Dudley y Piers se rieron disimuladamente.
-Ya sé que no.-dijo Harry.-Fue sólo un sueño.
Pero deseó no haber dicho nada. Los Dursley parecían estar muy preocupados por la salud mental de su sobrino, y temía que ese comentario signficase otros tres meses de visitas al psicólogo, y tal vez hasta pastillas.
Era un sábado muy soleado y el zoólogico estaba repleto de familias. Harry tuvo cuidado de andar un poco alejado de los Dursley para que Dudley y Piers, que pronto se aburrieron de los animales, no empezaran a practicar su deporte favorito, que era pegarle a él.
Después de comer fueron a ver a los reptiles. Estaba oscuro y hacía frío, y había vidrieras iluminadas a lo largo de las paredes. Detrás de los vidrios toda clase de serpientes y lagartos se arrastraban y se deslizaban por los troncos. Lo cierto era que no eran los animales más entretenidos de ver, pero Dudley y Piers querían ver a las gigantescas cobras venenosas y las gruesas pitones que estrujaban a los hombres. Dudley encontró rapidamente a la serpiente más grande. Podía haber envuelto el coche de tío Vernon y haberlo aplastado como si fuera una lata, pero en aquel momento no parecía tener ganas. En realidad, estaba profundamente dormida. Hasta roncaba.
Dudley permaneció con la nariz apretada contra el vidrio, contemplando el brillo de su piel.
-Haz que se mueva.-le exigió a su padre.
Tío Vernon golpeó el vidrio, pero la serpiente ni siquiera se despertó.
-No sé que más hacer.-dijo Vernon.
Dudley se alejó arrastrando los pies.
Harry se puso a mirar a la serpiente. Si él hubiera estado alli dentro, sin duda se habría muerto de aburrimiento, sin ninguna compañía excepto la de gente estúpida golpeando el vidrio y molestando todo el día. El pobre animal ni siquiera tenía manos con las que jugar al solitario.
De pronto, la serpiente abrió sus ojillos y, al ver la cara de Harry tan cerca de la suya, dió un respingo. Harry casi pudo entender como la serpiente le llamaba de todo por darle ese susto.
-¡DUDLEY! ¡SEÑOR DURSLEY! ¡VENGAN A VER A LA SERPIENTE! ¡ACABA DE SALTAR!
Dudley se acercó contoneándose, lo más rápido que pudo.
-Quita de en medio.-dijo, golpeando a Harry en las costillas.
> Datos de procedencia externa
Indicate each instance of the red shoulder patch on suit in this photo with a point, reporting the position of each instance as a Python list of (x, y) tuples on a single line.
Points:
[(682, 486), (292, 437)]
Cogido por sorpresa, Harry cayó al suelo de cemento. Lo que sucedio a continuación fue tan rápido que nadie supo como había pasado: Piers y Dudley estaban inclinados cerca del vidrio y al instante éste estalló en mil pedazos.
La boa constrictor se desenrolló rapidamente y se arrastró por el suelo en busca de la salida.
Mientras la serpiente se deslizaba ante él, Harry habría podido jurar que una voz baja y sibilante decía:
-Ahora estamos en paz... Gracias, amigo.
Definitivamente, le iban a volver a mandar al psicólogo.